Magnificent, truly! But your ear has doubtless detected the blank verse—three iambic lines:—
        Are purchased at tea thousand times their price…
Be shed but to redeem the blood of man…
The rest is vanity; the rest is crime.
Again Burke catches your eye by rhetorical inversions:—
          But too often different is rational conjecture from melancholy fact,
  Well is it known that ambition can creep as well as soar,
by repetitions:—
          Never, no never, did Nature say one thing and Wisdom say another…
  Algiers is not near; Algiers is not powerful; Algiers is not our neighbour; Algiers is not infectious. Algiers, whatever it may be, is an old creation; and we have good data to calculate all the mischief to be apprehended from it.

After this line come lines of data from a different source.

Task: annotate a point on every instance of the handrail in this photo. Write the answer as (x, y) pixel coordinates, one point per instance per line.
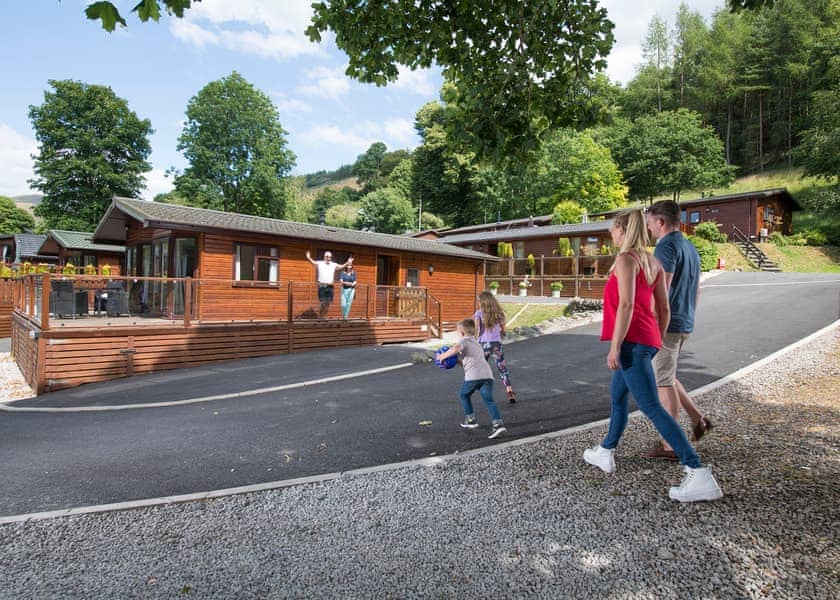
(751, 251)
(437, 328)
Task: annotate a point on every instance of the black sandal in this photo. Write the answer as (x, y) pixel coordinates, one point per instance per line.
(700, 429)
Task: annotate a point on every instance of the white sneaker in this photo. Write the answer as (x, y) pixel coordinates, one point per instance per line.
(697, 485)
(601, 458)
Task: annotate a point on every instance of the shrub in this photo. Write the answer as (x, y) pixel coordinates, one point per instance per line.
(707, 252)
(564, 247)
(777, 238)
(797, 239)
(708, 230)
(580, 305)
(814, 237)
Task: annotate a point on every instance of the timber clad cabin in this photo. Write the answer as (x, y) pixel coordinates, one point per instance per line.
(199, 286)
(256, 257)
(77, 248)
(18, 248)
(755, 214)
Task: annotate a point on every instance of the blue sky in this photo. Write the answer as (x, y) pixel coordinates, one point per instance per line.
(157, 68)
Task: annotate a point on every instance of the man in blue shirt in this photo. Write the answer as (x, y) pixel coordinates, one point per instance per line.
(681, 265)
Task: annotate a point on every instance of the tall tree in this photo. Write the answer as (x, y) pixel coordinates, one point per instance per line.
(237, 150)
(574, 167)
(368, 166)
(14, 219)
(667, 153)
(387, 211)
(690, 42)
(441, 176)
(516, 68)
(657, 56)
(91, 147)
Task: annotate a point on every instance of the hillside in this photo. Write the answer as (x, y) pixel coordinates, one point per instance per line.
(337, 185)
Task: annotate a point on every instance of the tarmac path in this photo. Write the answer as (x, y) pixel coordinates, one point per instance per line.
(274, 422)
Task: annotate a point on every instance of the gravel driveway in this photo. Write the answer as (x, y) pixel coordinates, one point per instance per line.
(522, 520)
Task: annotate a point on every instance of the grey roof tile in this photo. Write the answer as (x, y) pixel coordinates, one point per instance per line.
(172, 215)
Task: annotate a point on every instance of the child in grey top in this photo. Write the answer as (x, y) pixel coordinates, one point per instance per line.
(477, 376)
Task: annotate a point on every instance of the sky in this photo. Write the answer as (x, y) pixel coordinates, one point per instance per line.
(157, 68)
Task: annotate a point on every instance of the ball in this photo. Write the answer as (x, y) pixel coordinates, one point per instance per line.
(448, 362)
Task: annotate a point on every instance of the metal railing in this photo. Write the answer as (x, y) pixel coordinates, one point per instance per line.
(752, 252)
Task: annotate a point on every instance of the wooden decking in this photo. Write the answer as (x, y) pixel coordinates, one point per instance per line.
(87, 349)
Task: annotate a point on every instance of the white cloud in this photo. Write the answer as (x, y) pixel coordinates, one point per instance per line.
(401, 130)
(266, 28)
(286, 105)
(395, 133)
(156, 183)
(418, 82)
(193, 34)
(16, 163)
(325, 83)
(631, 22)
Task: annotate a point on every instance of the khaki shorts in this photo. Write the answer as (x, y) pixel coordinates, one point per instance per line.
(665, 361)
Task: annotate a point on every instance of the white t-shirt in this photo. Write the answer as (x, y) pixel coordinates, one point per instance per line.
(326, 271)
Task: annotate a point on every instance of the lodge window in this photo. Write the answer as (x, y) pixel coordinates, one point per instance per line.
(412, 277)
(339, 256)
(256, 263)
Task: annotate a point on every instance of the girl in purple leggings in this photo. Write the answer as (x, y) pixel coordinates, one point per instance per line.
(490, 322)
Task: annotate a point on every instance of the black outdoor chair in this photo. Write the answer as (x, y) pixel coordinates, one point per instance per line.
(116, 299)
(65, 300)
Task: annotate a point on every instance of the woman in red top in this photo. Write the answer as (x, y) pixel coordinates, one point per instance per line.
(636, 314)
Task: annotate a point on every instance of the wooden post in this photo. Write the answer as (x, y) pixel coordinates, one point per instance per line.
(290, 335)
(187, 301)
(40, 366)
(45, 302)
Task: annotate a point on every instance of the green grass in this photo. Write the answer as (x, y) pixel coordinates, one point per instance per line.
(533, 314)
(804, 259)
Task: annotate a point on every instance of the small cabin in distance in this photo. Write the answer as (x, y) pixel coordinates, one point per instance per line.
(77, 247)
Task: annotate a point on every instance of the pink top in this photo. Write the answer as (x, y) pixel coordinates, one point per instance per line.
(644, 327)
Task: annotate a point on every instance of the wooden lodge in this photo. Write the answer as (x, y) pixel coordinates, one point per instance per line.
(751, 215)
(78, 249)
(199, 286)
(581, 266)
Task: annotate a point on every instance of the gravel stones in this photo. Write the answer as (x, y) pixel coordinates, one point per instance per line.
(521, 520)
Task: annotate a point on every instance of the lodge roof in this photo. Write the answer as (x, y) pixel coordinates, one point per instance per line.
(27, 245)
(528, 233)
(75, 240)
(173, 216)
(769, 193)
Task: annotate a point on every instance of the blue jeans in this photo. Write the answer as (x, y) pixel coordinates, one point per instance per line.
(636, 377)
(347, 295)
(485, 388)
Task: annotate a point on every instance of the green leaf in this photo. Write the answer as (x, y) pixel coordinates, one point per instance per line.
(107, 13)
(148, 9)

When I find Algiers transferred to Calais, I will tell you what I think of that point—
by quick staccato utterances, such as:—
          And is this example nothing? It is everything. Example is the school of mankind, and they will learn at no other—
or
          Our dignity? That is gone. I shall say no more about it. Light lie the earth on the ashes of English pride!

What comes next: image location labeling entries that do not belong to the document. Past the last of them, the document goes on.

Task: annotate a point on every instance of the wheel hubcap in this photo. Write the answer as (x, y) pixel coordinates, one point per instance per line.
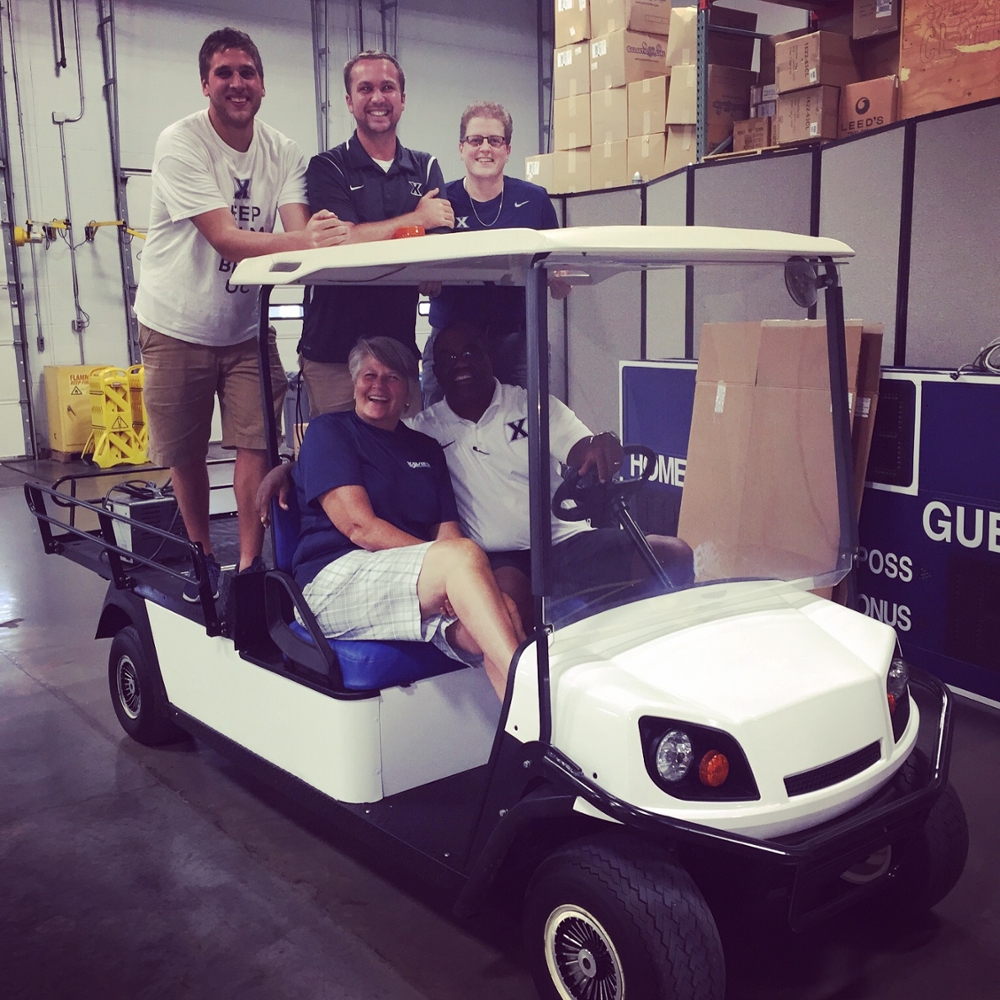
(581, 957)
(128, 688)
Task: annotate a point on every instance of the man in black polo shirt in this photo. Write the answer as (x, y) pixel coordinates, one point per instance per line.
(376, 186)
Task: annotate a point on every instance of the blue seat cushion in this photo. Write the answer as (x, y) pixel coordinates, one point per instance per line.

I say that the eye or ear, caught by such tropes, must (if it be critical) recognise them at once as rhetoric, as the spoken word masquerading under guise of the written. Burke may pretend to be seated, penning a letter to a worthy man who will read it in his slippers: but actually Burke is up and pacing his library at Beaconsfield, now striding from fire-place to window with hands clasped under his coat tails, anon pausing to fling out an arm with some familiar accustomed gesture in a House of Commons that knows him no more, towards a Front Bench peopled by shades. In fine the pretence is Cicero writing to Atticus, but the style is Cicero denouncing Catiline.
   8
  As such it is not for your imitation. Burke happened to be a genius, with a swoop and range of mind, as of language to interpret it, with a gift to enchant, a power to strike and astound, which together make him, to my thinking, the man in our literature most nearly comparable with Shakespeare. Others may be more to your taste; you may love others better: but no other two leave you so hopeless of discovering how it is done. Yet not for this reason only would I warn you against imitating either. For like all great artists they accepted their conditions and wrought for them, and those conditions have changed. When Jacques wished to recite to an Elizabethan audience that
        All the world’s a stage,
And all the men and women merely players—
or Hamlet to soliloquise
        To be, or not to be: that is the question—
the one did not stretch himself under a property oak, nor did the other cast himself back in a chair and dangle his legs. They both advanced boldly from the stage, down a narrow platform provided for such recitations and for that purpose built boldly forward into the auditorium, struck an attitude, declaimed the purple passage, and returned, covered with applause, to continue the action of the play. This was the theatrical convention; this the audience expected and understood; for this Shakespeare wrote. Similarly, though the device must have been wearing thin even in 1795–6, Burke cast a familiar epistle into language proper to be addressed to Mr Speaker of the House of Commons. Shakespeare wrote, as Burke wrote, for his audience; and their glory is that they have outlasted the conditions they observed. Yet it was by observing them that they gained the world’s ear. Let us, who are less than they, beware of scorning to belong to our own time.
   9
  For my part I have a great hankering to see English Literature feeling back through these old modes to its origins. I think, for example, that if we studied to write verse that could really be sung, or if we were more studious to write prose that could be read aloud with pleasure to the ear, we should be opening the pores to the ancient sap; since the roots are always the roots, and we can only reinvigorate our growth through them.  10
  Unhappily, however, I cannot preach this just yet; for we are aiming at practice, and at Cambridge (they tell me) while you speak well, you write less expertly. A contributor to The Cambridge Review, a fortnight ago, lamented this at length: so you will not set the aspersion down to me, nor blame me if these early lectures too officiously offer a kind of ‘First Aid’: that, while all the time eager to descant on the affinities of speech and writing, I dwell first on their differences; or that, in speaking of Burke, an author I adore only ‘on this side idolatry,’ I first present him in some aspects for your avoidance. Similarly I adore the prose of Sir Thomas Browne, yet should no more commend it to you for instant imitation than I could encourage you to walk with a feather in your cap and a sword under your gown. Let us observe proprieties.  11
  To return to Burke.—At his most flagrant, in these Letters on the Regicide Peace, he boldly raids Shakespeare. You are all, I doubt not, conversant with the Prologue to Henry the Fifth:—
        O for a Muse of fire, that would ascend
The brightest heaven of invention!
A kingdom for a stage, princes to act
And monarchs to behold the swelling scene!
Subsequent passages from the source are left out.